Don't think the pass went forwards. Sancho did a fantastic job to put the brakes on and stayed marginally behind the ball.

What a refreshing change to see a team that believed in their own level of skills and stuck to their guns. Being 5-1 down must have been awful.

Re: England

4
excessbee wrote:
Triangle wrote:How was England's 5th goal not offside? Two Kosovo players were not in front of Sancho when the pass was struck.
Don't think the pass went forwards. Sancho did a fantastic job to put the brakes on and stayed marginally behind the ball.

What a refreshing change to see a team that believed in their own level of skills and stuck to their guns. Being 5-1 down must have been awful.
Kosovo would have topped the group if They had beaten England. Very impressive.

Offside was bugging me, so looked into it.........

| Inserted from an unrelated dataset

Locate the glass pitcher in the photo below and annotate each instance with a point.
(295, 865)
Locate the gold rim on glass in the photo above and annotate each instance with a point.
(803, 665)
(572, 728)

After a little research to check on the offside rule......law 17........he was onside if he was either not closer to the goal than the ball OR 2 of the opposition players. If the Sterling pass was forward when Sancho ran onto it, it would not have been offside. Sancho was not in an offside position before the ball was played or when the ball was played.

It is all to do with the word BOTH .........

The law states that a player is in an offside position if any of their body parts, except the hands and arms, are in the opponents' half of the pitch, and closer to the opponents' goal line than BOTH the ball and the second-last opponent (the last opponent is usually, but not necessarily, the goalkeeper.

Ah well.

Re: England

5
What's been bugging me lately about offside is when a player comes back from an offside position sometimes he is given offside and sometimes he isn't. Can anyone explain, in particular when player A is yards offside but not "active" but then player B runs past him with the ball and player A is deemed not to be offside when he scores from a pass from player B.

Re: England

8
Scrapping offside would leave every team with a tall player stood next to the goalkeeper and football would be over.

As for the offside law, no idea why you're making it complicated - the ball going forward has nothing to do with the law at all, and Sancho was behind the ball when it was played, so he couldn't be offside.

I was there, FWIW, being vaguely amused by Kosovo's attacking ability and very annoyed at the England band who were very nearly within punching distance. :lol:

Re: England

9
Blackandamber wrote:What's been bugging me lately about offside is when a player comes back from an offside position sometimes he is given offside and sometimes he isn't. Can anyone explain, in particular when player A is yards offside but not "active" but then player B runs past him with the ball and player A is deemed not to be offside when he scores from a pass from player B.
The current (last time I checked) interpretation is that a player needs to be active.

This used to mean "attempting to play the ball" but about 4 years ago they added that if a player was in a position that meant that a defender would have to play the ball (eg a clearance due to the "not attempting to play the ball player" being behind him), he was also interfering.

Refs and linos have ignored this ever since.